RACHAEL DA ÖZÜR BEKLİYOR
Bishop'ın Karen ve Nicola cinayetleri için yeniden yargılanmaya başlaması, sürekli gündemde kalması ve Rachael'ın kâbuslarının hiç bitmemesi anlamına geliyordu.
Bir noktada evden çıkamaz hale gelen Rachael, 6 yıldır çalışamadığını, arkadaşlarıyla görüşmek için evden çıkamadığını ve gittikçe yalnızlaştığını belirtti.
Kendini geçmişinin tutsağı gibi hissettiğini de sözlerine ekleyen Rachael, "Tek isteğim insanların benim evden çıkamayan tuhaf biri olmadığımı anlaması" ifadelerini kullandı.
Geçen yıl nisan ayında Sussex Polisi, Nicola ve Karen'la ilgili ilk soruşturmada yapılan hatalar nedeniyle Fellows ve Hadaway ailelerinden özür diledi.

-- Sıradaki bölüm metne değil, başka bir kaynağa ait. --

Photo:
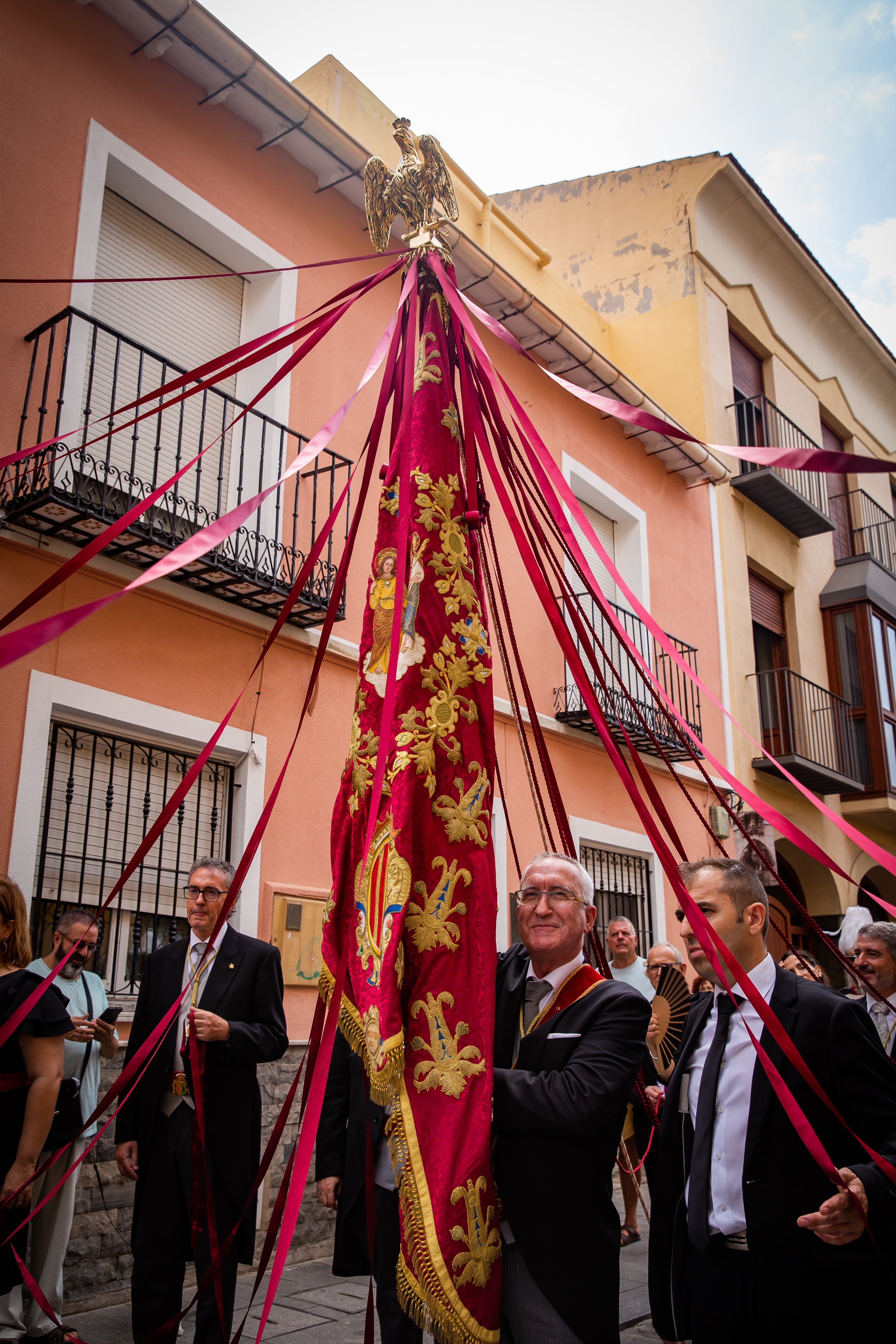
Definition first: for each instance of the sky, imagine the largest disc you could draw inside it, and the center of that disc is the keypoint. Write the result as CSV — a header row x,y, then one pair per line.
x,y
801,92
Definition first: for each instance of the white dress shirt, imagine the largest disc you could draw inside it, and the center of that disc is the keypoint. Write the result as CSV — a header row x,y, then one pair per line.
x,y
553,983
733,1103
170,1103
890,1021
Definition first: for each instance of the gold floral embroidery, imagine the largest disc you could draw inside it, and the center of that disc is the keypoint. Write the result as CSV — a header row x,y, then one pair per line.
x,y
426,371
483,1246
465,817
448,675
451,1068
453,567
431,924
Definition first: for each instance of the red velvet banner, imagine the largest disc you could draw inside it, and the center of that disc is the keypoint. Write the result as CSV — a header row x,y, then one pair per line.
x,y
417,909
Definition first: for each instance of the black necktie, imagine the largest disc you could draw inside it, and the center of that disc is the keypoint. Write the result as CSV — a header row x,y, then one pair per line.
x,y
702,1159
535,992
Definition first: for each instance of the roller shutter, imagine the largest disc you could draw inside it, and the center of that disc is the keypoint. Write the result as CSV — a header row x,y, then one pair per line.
x,y
605,531
183,322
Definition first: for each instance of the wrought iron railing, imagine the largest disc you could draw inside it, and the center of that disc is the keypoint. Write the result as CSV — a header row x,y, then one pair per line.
x,y
804,719
762,425
81,370
621,889
101,795
867,526
657,722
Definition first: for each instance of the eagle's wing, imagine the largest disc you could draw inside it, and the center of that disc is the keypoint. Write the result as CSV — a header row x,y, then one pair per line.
x,y
437,175
378,199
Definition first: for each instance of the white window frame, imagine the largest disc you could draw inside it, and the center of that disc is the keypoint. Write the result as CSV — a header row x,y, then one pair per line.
x,y
601,836
54,697
631,526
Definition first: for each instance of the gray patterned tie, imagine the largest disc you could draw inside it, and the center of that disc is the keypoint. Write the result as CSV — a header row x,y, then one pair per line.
x,y
535,992
879,1014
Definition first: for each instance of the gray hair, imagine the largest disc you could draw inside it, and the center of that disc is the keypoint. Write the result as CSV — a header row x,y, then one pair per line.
x,y
883,931
221,866
672,949
583,879
82,917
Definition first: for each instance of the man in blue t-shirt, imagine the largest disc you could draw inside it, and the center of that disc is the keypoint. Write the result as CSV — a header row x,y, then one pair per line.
x,y
52,1228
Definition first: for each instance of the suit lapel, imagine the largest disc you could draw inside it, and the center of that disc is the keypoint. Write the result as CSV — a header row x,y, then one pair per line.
x,y
784,1004
222,974
507,1011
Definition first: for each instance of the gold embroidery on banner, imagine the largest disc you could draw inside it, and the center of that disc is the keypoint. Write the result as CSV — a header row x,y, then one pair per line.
x,y
372,1038
465,817
448,675
431,925
426,371
451,1068
381,894
453,567
483,1246
362,753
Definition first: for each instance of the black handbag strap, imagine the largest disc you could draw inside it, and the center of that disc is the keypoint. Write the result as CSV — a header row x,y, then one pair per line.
x,y
89,1047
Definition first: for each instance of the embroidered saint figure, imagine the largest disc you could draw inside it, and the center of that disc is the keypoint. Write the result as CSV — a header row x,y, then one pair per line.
x,y
382,600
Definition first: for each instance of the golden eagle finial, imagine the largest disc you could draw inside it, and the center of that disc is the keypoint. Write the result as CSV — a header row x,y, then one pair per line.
x,y
418,183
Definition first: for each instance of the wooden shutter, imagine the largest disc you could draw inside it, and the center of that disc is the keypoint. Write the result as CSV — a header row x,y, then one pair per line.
x,y
184,322
605,531
766,605
746,369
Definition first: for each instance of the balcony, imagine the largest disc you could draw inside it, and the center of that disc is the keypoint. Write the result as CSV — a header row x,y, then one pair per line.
x,y
80,371
808,730
798,500
571,709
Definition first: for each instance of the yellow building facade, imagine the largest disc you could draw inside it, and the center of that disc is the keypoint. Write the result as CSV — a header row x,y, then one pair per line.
x,y
722,314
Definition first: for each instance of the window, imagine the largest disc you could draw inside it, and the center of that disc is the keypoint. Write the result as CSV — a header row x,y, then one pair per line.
x,y
101,795
606,534
746,375
184,322
621,887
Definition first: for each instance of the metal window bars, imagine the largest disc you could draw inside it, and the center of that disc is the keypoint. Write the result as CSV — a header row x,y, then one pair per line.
x,y
80,371
761,424
621,887
101,794
680,690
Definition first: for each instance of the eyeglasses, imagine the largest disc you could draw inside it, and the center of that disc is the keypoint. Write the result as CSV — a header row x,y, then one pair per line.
x,y
557,897
211,894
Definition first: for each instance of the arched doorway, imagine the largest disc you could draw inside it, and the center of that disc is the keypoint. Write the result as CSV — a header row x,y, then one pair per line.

Ancak Bishop ilk olayda hapse gönderilmemiş olsa, bu trajediyi belki de hiç yaşamayacak olan Rachael da bir özür beklediğini belirtti.
Ailesinin de aynı fikirde olduğunu söyleyen Rachael, "Polis bu hataları yapmasa, 30 küsür yıldır böyle perişan olmayacaktık" diye konuştu.
Kendini ne zaman daha iyi hissedeceğini ve normale ne zaman döneceğini bilmediğini de sözlerine ekleyen Rachael, şimdilik attığı küçük adımlarla mutlu olduğunu, evin içi yerine bahçesinde oturabilmenin bile kendisini memnun ettiğini söyledi.
The Telegraph'ın "When I was seven, the Babes in the Wood murderer left me for dead. This is how I put him behind bars" başlıklı haberinden derlenmiştir.